In relation to our first research question, we may conclude that all five functions can be identified in all cases. We may also conclude from Table 2 that even though we have identified key actors in each case study, leadership in many of the cases was fragmented: leadership functions that played a role in developing the initiatives to their present state were partly fulfilled by different actors. This finding shows the added value of the complexity leadership perspective, which, rather than focusing on individuals, draws attention to the functions that need to be fulfilled within networks.

The identification of leadership functions in the cases provides a reason to reflect on the theoretical framework presented in Figure 1. In a first application of the framework (Scholten et al. forthcoming), we concluded that in the case studies of Waalweelde and the Manhood Peninsula it was difficult to distinguish analytically between the connective and enabling functions of leadership. The same conclusion can be drawn for the newly studied cases of the Deltaplan for the dry rural areas and KLIMZUG northern Hesse. Table 2 shows that all actors who contributed to the connective function also contributed to the enabling function. In all four cases, actors enabled the change process by connecting organizations and people. Therefore, based on our case study findings, we propose to revise the model presented in Figure 1, and to integrate the connective function within the enabling function of leadership (see Figure 2).

Figure 2

Revised framework of leadership functions for climate adaptation.

Figure 2

Revised framework of leadership functions for climate adaptation.

Having discussed the general pattern of how various actors can be seen as contributing to the leadership functions, we turn to the question whether we may observe similarities or differences in the patterns of leadership in the adaptation practices initiated by governmental and non-governmental actors, respectively. In the WaalWeelde and Manhood Peninsula case studies, the main drivers were located outside the sphere of governmental actors. A university professor and two active citizens, respectively, with the help of others, started to build innovation networks, thereby challenging governmental bureaucracies and existing policies. Their main challenge was to establish links between the newly created innovation networks and the governmental organizations, which would need to support the proposed approaches. In both cases, the initiators demonstrated perseverance and invested a great deal of time and energy in their change projects, which may explain why they managed – at least partially – to gain support for their partnerships by policy and decision-makers: while limited with regard to the demands of overarching policy requirements, the Manhood Peninsula Partnership was given a role in other land use planning development, and the steering group WaalWeelde was integrated in the national Delta programme.

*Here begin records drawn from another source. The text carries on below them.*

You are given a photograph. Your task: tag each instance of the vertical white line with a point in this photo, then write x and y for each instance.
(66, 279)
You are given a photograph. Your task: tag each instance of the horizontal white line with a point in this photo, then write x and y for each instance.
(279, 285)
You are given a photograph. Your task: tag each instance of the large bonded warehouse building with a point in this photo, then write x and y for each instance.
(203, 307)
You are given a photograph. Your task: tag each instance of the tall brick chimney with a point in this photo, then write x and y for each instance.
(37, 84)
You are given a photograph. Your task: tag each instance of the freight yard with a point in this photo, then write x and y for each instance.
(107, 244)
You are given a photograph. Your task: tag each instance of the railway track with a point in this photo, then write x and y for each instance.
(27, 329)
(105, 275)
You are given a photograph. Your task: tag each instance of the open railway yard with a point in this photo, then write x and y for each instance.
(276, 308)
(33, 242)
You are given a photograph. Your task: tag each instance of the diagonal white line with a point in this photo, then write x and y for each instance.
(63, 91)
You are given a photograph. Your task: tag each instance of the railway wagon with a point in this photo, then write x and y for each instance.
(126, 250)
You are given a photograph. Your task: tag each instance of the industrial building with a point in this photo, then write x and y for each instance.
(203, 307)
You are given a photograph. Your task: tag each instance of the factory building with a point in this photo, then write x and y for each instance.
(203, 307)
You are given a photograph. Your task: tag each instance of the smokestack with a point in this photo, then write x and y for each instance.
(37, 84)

This pattern is different from the cases in which governmental actors were the main drivers behind the initiatives. In the Dry rural areas case, the first steps were taken by a positional leader, the chair of a Water Board. Unlike the initiating actors in the Waalweelde and Manhood Peninsula cases, he had direct access to decision-making arenas. Because of this position he was also able to mobilize the political–administrative network, to establish a steering group and project management structure within the governmental bureaucracies, and to connect with the national Delta Programme. However, despite these advantages it remained difficult to gain considerable political–administrative support for innovative adaptation strategies. In the German northern Hesse case, unlike the chair of the Water Board in the Netherlands, the CAOs were not positional leaders themselves. Although they were employed by the regional government agency and operated from within regional, district and city administrations, they lacked working experience in public administrations. However, similar to the chair of the Water Board, they faced the challenge of influencing agendas and, in this respect, changing the governmental organization from within in the absence of serious external pressure. Some of the obstacles to leadership functions in this case could potentially result from the fact that it differs from the other three cases involving emergent (spontaneous) leadership by key individuals in that the CAOs were purposively appointed and given the specific tasks to raise awareness and to initiate pilot projects. According to complexity leadership theory, leadership is defined through action, and not through the possession of a specific position. Analogous to the argument that positional leaders need not always exercise effective leadership, their very appointment as CAOs does not automatically qualify them as leaders. Yet, we found that they actually fulfilled some important leadership functions (enabling/connective) hence they demonstrated leadership.

In summary, while a key difference between processes initiated by governmental and non-governmental actors, respectively, was that non-governmental actors needed to invest much more time and energy in gaining access to formal decision-making arenas, innovation processes which were initiated by governmental actors, who had good access to formal decision-making arenas, did not necessarily lead to a smoother translation of the innovations into formal policies.

The studies in this regard evidence the role of factors external to the leadership functions: whereas in the first two cases bottom-up change dynamics created considerable external pressure pushing the governmental actors towards change, in the latter cases the key actors faced the challenge of convincing other actors without such external pressure.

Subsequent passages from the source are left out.